2021年3月23日 新国立劇場 ワルキューレ 3月23日公演
新国立劇場
3階1列7番
指揮: 城谷 正博
演出: ゲッツ・フリードリヒ
オーケストラ: 東京交響楽団
ジークムント: 村上 敏明 第一幕
秋谷 直之 第2幕
ジークリンデ: 小林 厚子
ヴォータン: ミヒャエル・クプファー=ラデツキー
ブリュンヒルデ: 池田 香織
フンディング: 長谷川 顕
フリッカ: 藤井 美穂子
不要不急の東京往来をしないで…との都知事の発言を報道で耳にしながら、地方在住ワグネリアンとして城谷正博の指揮は絶対に聴き逃すわけにはいかない…という強い自己肯定で臨んだワルキューレ千秋楽。ブログタイトル通り、‟気ままに…”というつもりはまったく無いのだけど、いつもながら実際の公演日から数週間が経過してしまった。薄れつつある記憶をEvernoteのメモを頼りに書き留めなきゃ。

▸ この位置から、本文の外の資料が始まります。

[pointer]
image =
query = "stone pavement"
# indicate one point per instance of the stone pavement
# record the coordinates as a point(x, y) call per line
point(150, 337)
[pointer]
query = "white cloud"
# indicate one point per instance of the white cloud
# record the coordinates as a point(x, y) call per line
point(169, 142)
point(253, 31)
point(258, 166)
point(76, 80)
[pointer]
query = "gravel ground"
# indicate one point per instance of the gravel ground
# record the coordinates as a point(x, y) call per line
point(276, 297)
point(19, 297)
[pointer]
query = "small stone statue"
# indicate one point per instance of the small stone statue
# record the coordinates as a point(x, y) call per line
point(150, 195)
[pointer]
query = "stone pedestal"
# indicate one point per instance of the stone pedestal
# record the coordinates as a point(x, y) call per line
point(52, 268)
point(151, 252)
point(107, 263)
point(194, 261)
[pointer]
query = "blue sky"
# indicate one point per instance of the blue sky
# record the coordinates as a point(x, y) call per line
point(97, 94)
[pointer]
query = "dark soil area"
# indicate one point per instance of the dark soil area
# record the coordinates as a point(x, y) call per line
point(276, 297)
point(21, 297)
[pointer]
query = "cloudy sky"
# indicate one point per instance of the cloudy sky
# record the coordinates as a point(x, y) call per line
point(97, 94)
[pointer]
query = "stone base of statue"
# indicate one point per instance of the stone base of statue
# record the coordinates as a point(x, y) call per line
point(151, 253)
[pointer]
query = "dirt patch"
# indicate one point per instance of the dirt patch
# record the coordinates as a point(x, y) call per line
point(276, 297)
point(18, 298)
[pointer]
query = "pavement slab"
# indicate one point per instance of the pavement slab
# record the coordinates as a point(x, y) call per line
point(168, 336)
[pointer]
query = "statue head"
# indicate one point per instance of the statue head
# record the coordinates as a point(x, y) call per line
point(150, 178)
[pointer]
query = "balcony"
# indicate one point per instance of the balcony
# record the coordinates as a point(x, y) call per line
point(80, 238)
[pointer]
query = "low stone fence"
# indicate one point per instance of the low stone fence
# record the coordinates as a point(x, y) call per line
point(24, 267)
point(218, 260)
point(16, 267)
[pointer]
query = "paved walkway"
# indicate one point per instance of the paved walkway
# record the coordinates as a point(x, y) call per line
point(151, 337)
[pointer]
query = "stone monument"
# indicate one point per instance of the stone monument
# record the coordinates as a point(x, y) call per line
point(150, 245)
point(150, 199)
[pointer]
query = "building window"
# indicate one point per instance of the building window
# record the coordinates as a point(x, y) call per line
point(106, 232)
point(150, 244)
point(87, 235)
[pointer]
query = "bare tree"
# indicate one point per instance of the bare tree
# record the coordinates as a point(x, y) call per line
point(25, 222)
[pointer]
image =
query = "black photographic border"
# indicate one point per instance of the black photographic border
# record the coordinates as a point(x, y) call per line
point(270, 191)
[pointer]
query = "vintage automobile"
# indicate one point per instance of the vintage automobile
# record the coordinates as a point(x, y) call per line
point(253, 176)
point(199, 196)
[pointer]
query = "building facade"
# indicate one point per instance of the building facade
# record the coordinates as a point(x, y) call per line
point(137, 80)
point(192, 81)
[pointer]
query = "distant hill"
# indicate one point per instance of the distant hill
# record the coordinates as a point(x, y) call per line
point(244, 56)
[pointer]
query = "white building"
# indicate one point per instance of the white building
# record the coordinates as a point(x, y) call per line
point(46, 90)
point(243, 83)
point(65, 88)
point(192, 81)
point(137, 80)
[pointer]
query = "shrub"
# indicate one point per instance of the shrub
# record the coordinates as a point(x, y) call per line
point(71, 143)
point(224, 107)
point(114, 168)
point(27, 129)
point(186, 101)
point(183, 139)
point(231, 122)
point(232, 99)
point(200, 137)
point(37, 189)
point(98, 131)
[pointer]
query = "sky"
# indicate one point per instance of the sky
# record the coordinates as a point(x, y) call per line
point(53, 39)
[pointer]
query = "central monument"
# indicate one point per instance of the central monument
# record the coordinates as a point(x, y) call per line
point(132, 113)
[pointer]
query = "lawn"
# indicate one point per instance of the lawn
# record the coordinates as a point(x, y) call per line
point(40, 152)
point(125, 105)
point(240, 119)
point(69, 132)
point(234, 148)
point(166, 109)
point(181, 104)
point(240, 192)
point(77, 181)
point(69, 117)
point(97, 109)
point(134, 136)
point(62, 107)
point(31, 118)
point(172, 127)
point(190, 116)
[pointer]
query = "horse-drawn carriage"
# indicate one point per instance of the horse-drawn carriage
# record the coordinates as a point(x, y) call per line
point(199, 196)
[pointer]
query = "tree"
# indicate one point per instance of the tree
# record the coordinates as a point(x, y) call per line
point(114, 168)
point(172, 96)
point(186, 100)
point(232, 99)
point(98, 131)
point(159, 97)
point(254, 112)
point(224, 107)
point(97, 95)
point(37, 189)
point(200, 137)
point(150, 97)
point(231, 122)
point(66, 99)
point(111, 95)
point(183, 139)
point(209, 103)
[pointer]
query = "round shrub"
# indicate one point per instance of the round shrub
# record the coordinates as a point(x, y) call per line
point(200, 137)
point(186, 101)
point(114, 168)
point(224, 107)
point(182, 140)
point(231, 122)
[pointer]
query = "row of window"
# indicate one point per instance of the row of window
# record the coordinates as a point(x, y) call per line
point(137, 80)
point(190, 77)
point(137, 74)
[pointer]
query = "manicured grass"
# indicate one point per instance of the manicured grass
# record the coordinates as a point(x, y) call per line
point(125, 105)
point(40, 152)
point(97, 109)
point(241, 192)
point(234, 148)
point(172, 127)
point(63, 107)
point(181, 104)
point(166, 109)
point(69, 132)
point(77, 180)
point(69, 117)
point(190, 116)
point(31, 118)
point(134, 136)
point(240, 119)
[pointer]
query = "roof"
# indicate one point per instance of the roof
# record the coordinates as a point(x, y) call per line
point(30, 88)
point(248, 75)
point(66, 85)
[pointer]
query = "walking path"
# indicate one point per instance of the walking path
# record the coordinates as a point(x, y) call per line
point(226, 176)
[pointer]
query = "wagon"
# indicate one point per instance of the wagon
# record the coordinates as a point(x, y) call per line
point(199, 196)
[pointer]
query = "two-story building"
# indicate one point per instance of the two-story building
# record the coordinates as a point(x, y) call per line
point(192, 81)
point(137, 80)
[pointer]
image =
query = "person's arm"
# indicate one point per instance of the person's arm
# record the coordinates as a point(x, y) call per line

2週間前の初日に比べオーケストラが非常に生き生きとして音色もヴィヴィッドで、鳴りっぷりが凄い。さすがに第3幕の後半あたりは鳴らしすぎの弊害なのか、演奏が雑になるところもあったにせよ、この千秋楽での指揮に全身全霊を注いだであろう指揮者のワーグナー音楽への情熱がオーケストラの音とともに伝わってくるようだった。
ヴォータンの別れの場で思わず涙腺が緩むのは毎度のこととして、この日は特に第2幕がとても楽しめた。いまや日本人唯一のブリュンヒルデ歌いとなった感のある池田香織、貫禄の藤村美穂子のフリッカとミヒャエル・クプファー=ラデツキーのヴォータンの三役が登場する第2幕が圧巻。ステージが360度以上(1回り以上に)回転してしまうことで、神々の世界と地上界とが寸断されてしまい、奥から現れたブリュンヒルデがジークムントとフィンディングの戦いの場に向かえない、といった装置演出は心憎い。
最後に、ジークムント役のカバーに入ったお二人の公演完遂にむけたリスク覚悟の献身に対して最大限の賛辞を贈ります。